Not counting the attacks of the last month, in just over a year 700 members of the Shia minority have been killed in 13 attacks by the Islamic State. The girls who had gone out to protest in the streets to ask for protection suffered food poisoning, probably a deliberate act by the Taliban. Yesterday there was another explosion against a headquarters of the Afghan authorities.
Milan () – “I had not yet opened my eyes wide, on the morning of September 30, when I read the news that the Kaaj educational center had been attacked by terrorists”. The speaker is Amena Baturi, a 16-year-old Hazara who fled Afghanistan just over a year ago after the Taliban reconquered it. “I was very angry, I couldn’t believe it, I tried to locate someone who was in contact with the school: classmates, friends, but there was no response. Only after several hours, through social networks, did I find out that several students had been killed or injured, including some former classmates”. The blast killed 53 people, including 46 Hazara students.
Amena is also a former student of the institution. The young woman has been a national and international taekwondo champion since her childhood, and in the past she attended the public school in the Dasht-e-Barchi district of Kabul, which suffered a terrorist attack by the IS-K (Islamic State of Khorasan Province). at the end of last month. The young athlete wanted to study mathematics because “we hoped for a better future for our generation.”

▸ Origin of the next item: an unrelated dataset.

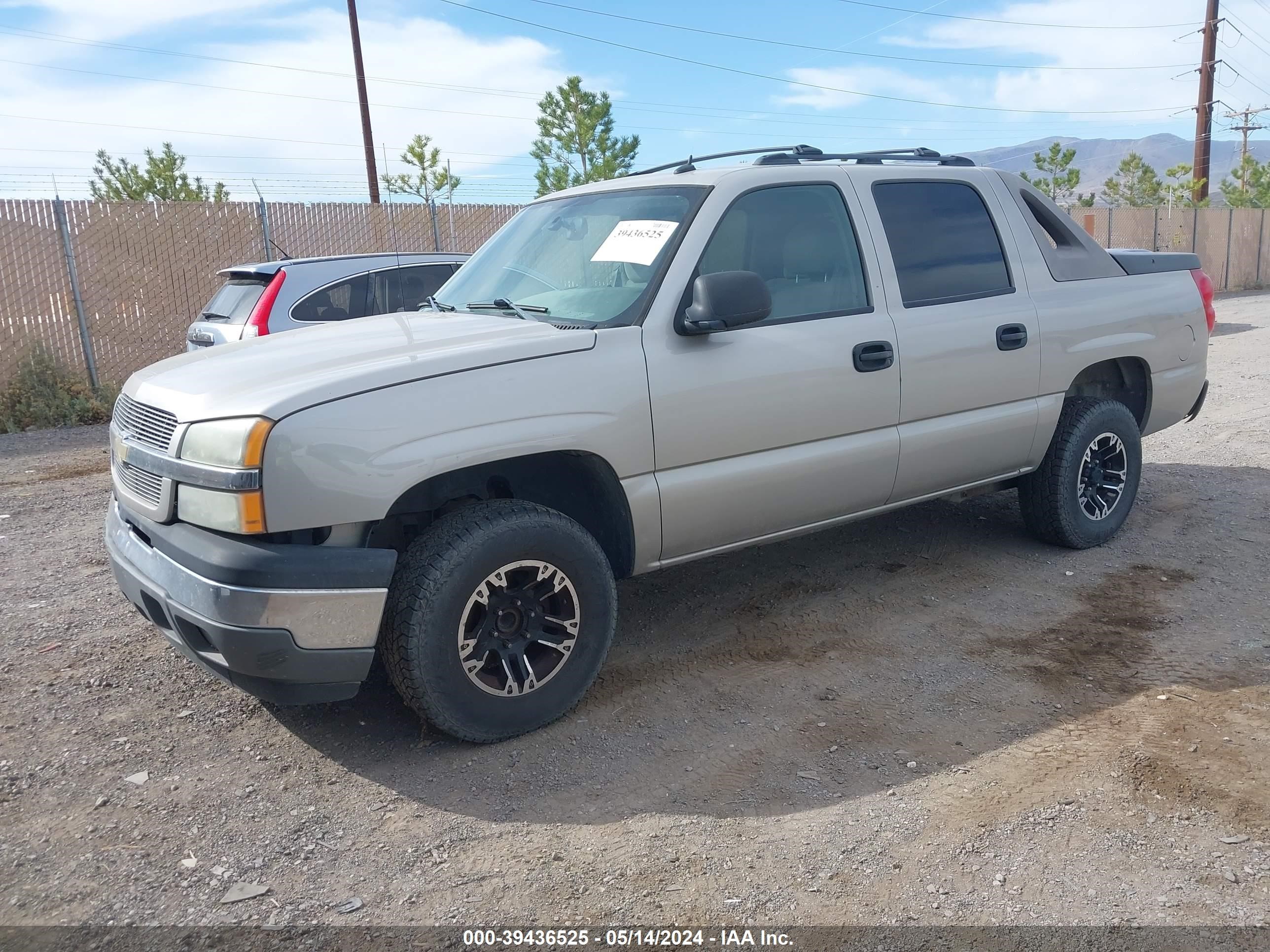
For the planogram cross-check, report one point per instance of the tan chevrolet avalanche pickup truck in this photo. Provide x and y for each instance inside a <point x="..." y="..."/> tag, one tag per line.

On the morning of September 30, as soon as she heard the news of the attack, Amena contacted her friend Omulbanin, also a Hazar refugee who now lives in Italy and, like her, is a former student at the Kaaj educational center: “Amena was screaming and She asked him to call Maryam, Sharifa and Rehela. Only one of her friends, Maryam, managed to save herself as she was late for a scheduled exam that morning.” “After two days I called her and asked her how she was doing,” continued Omulbanin. I will never recover,” replied her friend. “I wish that no one in this world was tired of living because they belong to a group or ethnicity.”
The Taliban, who had reported a death toll of 30, threatened students and teachers not to take photos for the media and not to report the incident. In the days following the attack, women took to the streets to protest to demand the right to study and an end to the genocide against the Hazara community. This Shia minority has always been persecuted in Afghanistan: first by the Taliban and now by the fundamentalists of the Islamic State, who consider that the new authorities of the country are “lukewarm” with the Islamic ideology. About fifty girls ended up in the hospital with food poisoning: According to some sources, this was a deliberate act by the Taliban to put an end to the demonstrations.
According to a report by Human Rights Watch (HRW) published a month ago (so it does not include the most recent attacks, including the one on September 30), more than 700 Hazaras have been killed in at least 13 attacks by the local branch of the former ISIS in the last year.
The most recent attack, which appears to be aimed at the Taliban and not religious minorities, took place yesterday: in the late afternoon, an explosion occurred in a mosque near the Ministry of the Interior. The exact number of victims is not known (according to some sources there are at least 20) because the authorities persist in pretending that they are capable of administering the country.
This is clearly not the case: the Human Rights Watch report accuses the Taliban government of failing to protect minorities and provide adequate medical care for victims and their families, despite committing to do so when they took power in August of last year. “The problem is not that the Taliban are responsible for the violence. They are responsible for not providing adequate security for their population,” said John Sifton, regional director for HRW Asia. “If they intend to act as a government authority, their first priority should be to protect the population from violence” by IS-K. The humanitarian organization fears that many suicide attacks – especially those in remote provinces – are not carried out. come forward because of the Taliban’s control over the media.